In [1]:
%load_ext autoreload
%autoreload 2

## Apprentissage des aspect implicites

### Importation des bibliothèques

In [2]:
import os
os.chdir("..")

In [3]:
import copy
import numpy as np
from itertools import chain
from collections import Counter
import seaborn as sns
from collections import Counter
from time import time
from Preprocessors.ReviewPreprocessor import ReviewPreprocessor
from Aspects.ExplicitAspectExtractor import ExplicitAspectExtractor
from Aspects.CoRefAspectIdentGrouping import CoRefAspectIdentGrouping
from Aspects.ImplicitAspectExtractor import ImplicitAspectExtractor
import pandas as pd
import spacy
nlp = spacy.load("en_core_web_sm")

### Fonction de pretraitement des datasets

La fonction prend un dictionnaire de datasets. Le dictionnaire a comme clé un nom pour identifier le dataset et comme valeur le chemin vers le dataset.

In [4]:
def clean_datasets(datasets):
    cleaned_datasets = []
    for dataset_name in datasets:
        print(f"cleaning dataset {dataset_name}")
        dataset = pd.read_csv(datasets[dataset_name])
        old = time()
        review_preprocessor = ReviewPreprocessor(dataset['review'], nlp)
        dataset['cleaned_review'] = review_preprocessor.remove_tags()
        dataset['cleaned_review'] = review_preprocessor.lowercase_transformation()
        dataset['cleaned_review'] = review_preprocessor.pararel_spelling_correction()
        dataset['cleaned_review'] = review_preprocessor.remove_objective_sentences()
        dataset = dataset[dataset['cleaned_review'] != ""]
        print(f"cleaning {dataset_name} took {time() - old}")
        cleaned_datasets.append((dataset_name, dataset))
    return cleaned_datasets

### Fonction d'extraction des apsects

In [5]:
def extract_aspects(cleaned_datasets, aspects_threshold = 50):
    result = []
    for cleaned_dataset in cleaned_datasets:
        print(f"extracting aspects from {cleaned_dataset[0]}")
        old = time()
        explicit_aspect_extractor = ExplicitAspectExtractor(cleaned_dataset[1]['cleaned_review'], nlp)
        explicit_aspect_extractor.extract_aspects()
        frequent_aspects = explicit_aspect_extractor.get_frequent_aspects(aspects_threshold)
        result.append((cleaned_dataset[0], frequent_aspects))
        print(f"duration took for extracting explicit aspects and convert to probability {time() - old}")
    return result

### Application de prétraitement

Les jeux de données utilisés dans cette notebook sont collectés à l'aide de module de scraping créé pour le projet.

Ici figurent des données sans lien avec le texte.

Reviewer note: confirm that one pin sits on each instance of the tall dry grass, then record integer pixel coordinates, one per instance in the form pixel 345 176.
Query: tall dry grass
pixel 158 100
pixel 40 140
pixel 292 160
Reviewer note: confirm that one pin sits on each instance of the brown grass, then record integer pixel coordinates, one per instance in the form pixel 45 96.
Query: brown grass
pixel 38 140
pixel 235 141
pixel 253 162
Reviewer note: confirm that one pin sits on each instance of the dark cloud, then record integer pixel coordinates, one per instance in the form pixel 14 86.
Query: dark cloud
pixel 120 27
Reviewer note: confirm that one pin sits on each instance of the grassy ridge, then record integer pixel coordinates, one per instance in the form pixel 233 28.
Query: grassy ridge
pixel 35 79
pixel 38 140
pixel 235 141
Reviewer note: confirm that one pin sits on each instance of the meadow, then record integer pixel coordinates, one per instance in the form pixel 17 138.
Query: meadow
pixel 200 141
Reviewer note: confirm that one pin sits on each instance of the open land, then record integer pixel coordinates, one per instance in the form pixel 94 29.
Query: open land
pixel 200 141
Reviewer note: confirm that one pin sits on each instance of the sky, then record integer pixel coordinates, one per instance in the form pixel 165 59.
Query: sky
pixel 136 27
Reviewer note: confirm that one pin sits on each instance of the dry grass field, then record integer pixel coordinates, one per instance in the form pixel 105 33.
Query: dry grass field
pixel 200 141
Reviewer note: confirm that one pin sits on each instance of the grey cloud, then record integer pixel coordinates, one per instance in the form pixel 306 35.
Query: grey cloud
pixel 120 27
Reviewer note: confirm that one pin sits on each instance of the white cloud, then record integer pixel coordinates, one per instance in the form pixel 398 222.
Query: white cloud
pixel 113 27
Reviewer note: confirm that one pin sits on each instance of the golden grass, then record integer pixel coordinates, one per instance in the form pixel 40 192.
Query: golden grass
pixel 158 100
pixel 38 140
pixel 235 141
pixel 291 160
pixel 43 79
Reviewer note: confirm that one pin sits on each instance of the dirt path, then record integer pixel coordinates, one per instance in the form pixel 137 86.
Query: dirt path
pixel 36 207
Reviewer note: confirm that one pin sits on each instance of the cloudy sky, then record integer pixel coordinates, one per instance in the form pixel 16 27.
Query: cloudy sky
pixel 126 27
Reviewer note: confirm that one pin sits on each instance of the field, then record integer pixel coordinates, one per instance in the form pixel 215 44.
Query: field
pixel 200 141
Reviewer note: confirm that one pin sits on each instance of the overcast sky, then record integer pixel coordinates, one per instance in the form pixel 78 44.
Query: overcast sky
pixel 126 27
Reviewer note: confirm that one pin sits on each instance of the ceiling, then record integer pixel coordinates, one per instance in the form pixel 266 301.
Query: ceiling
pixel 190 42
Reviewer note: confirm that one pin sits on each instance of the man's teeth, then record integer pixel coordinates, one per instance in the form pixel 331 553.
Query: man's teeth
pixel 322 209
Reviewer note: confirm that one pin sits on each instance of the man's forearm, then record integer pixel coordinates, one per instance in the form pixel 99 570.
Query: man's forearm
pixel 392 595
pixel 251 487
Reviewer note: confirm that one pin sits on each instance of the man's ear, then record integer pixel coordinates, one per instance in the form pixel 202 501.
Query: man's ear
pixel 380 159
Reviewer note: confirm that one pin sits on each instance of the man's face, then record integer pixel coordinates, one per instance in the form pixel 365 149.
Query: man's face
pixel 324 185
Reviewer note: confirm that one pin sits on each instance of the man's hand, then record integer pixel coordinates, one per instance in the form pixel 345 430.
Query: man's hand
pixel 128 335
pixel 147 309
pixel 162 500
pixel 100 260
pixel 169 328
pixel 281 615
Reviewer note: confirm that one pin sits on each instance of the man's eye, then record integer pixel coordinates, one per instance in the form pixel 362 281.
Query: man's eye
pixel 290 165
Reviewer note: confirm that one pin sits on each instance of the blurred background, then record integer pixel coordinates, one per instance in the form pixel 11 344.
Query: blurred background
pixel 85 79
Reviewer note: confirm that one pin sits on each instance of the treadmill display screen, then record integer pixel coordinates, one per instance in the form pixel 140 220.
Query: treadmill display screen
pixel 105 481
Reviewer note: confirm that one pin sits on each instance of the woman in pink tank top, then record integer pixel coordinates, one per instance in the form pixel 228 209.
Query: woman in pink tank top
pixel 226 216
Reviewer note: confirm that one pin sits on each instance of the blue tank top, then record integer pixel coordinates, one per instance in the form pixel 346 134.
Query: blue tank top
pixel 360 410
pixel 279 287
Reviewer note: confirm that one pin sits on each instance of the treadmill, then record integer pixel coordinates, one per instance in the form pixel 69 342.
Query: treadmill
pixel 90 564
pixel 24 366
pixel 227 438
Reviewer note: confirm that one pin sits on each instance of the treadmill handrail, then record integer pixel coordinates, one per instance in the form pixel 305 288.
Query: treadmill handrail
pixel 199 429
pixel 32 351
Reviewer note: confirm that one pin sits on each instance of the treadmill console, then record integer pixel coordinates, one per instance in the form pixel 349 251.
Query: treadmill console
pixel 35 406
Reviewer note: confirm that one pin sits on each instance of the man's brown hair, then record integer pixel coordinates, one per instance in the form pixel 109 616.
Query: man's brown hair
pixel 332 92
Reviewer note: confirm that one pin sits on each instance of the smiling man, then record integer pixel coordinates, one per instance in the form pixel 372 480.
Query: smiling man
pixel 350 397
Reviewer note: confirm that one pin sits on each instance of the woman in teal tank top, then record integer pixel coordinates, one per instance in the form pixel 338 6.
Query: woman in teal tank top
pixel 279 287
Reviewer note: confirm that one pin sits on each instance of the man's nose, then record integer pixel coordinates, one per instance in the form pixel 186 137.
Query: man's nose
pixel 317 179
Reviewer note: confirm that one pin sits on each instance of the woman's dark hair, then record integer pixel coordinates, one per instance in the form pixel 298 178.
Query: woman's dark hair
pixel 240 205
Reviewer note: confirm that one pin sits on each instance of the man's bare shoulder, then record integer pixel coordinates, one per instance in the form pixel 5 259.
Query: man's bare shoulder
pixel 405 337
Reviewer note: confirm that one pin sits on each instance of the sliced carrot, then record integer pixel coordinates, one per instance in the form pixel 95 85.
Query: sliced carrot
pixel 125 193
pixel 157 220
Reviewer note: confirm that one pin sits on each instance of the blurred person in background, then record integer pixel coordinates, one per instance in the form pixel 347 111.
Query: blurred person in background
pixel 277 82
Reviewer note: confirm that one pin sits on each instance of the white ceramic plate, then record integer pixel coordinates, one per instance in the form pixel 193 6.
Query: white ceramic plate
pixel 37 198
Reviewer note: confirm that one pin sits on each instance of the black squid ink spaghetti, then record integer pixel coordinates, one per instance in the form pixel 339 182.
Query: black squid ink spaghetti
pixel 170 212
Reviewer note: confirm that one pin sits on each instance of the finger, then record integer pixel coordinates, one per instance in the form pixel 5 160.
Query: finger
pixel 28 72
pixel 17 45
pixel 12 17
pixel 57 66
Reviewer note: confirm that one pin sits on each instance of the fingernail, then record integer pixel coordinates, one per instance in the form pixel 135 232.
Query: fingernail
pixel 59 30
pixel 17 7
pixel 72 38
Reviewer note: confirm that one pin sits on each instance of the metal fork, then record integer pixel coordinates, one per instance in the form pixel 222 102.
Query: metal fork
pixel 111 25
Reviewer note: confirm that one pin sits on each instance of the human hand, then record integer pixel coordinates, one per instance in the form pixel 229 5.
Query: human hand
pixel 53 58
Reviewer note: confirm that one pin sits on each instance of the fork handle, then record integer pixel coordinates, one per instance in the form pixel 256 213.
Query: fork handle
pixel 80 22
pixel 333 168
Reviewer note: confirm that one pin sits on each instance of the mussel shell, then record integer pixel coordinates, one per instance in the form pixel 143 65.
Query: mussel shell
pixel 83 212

- les datasets **tripadvisor**, **booking** et **agoda** contient des commentaires de 10 hôtels à Paris, en total chaque dataset contient respectivement 2141, 1022, 230 commentaires.
- les datasets **agoda_london** et **tripadivsor_london** contient des commentaires de 5 hôtels à Londres, en total chaque dataset contient respectivement 245 et 658.

In [6]:
old = time()
datasets = {'tripadvisor': 'data/3 datasets/reviews_TripAdvisor_2022_5_20_11_27_56_ 10pages_10hotels.csv',
                    'booking': 'data/3 datasets/reviews_Booking_2022_5_20_11_9_54_10links_10_pages.csv',
                    'agoda': 'data/3 datasets/reviews_Agoda_2022_5_20_10_58_5_10pages_10_links.csv',
                    'agoda_london':'data/3 datasets/reviews_Agoda_2022_5_21_11_32_11_London_5pages_5links.csv',
                    'tripadvisor_london': 'data/3 datasets/reviews_TripAdvisor_2022_5_21_11_51_26_london_5pages_5links.csv'}
cleaned_datasets = clean_datasets(datasets)
print(f"duration : {time() - old}")

cleaning dataset tripadvisor


2141it [00:53, 40.20it/s]


cleaning tripadvisor took 216.7631106376648
cleaning dataset booking


1022it [00:12, 78.85it/s]


cleaning booking took 33.0648980140686
cleaning dataset agoda


230it [00:03, 76.10it/s]


cleaning agoda took 14.016721487045288
cleaning dataset agoda_london


245it [00:04, 60.93it/s]


cleaning agoda_london took 21.253764629364014
cleaning dataset tripadvisor_london


658it [00:17, 38.70it/s]

cleaning tripadvisor_london took 64.01032400131226
duration : 349.1975073814392





### Application d'extraction des aspects explicites.

In [7]:
all_aspects_prob_freq = extract_aspects(cleaned_datasets)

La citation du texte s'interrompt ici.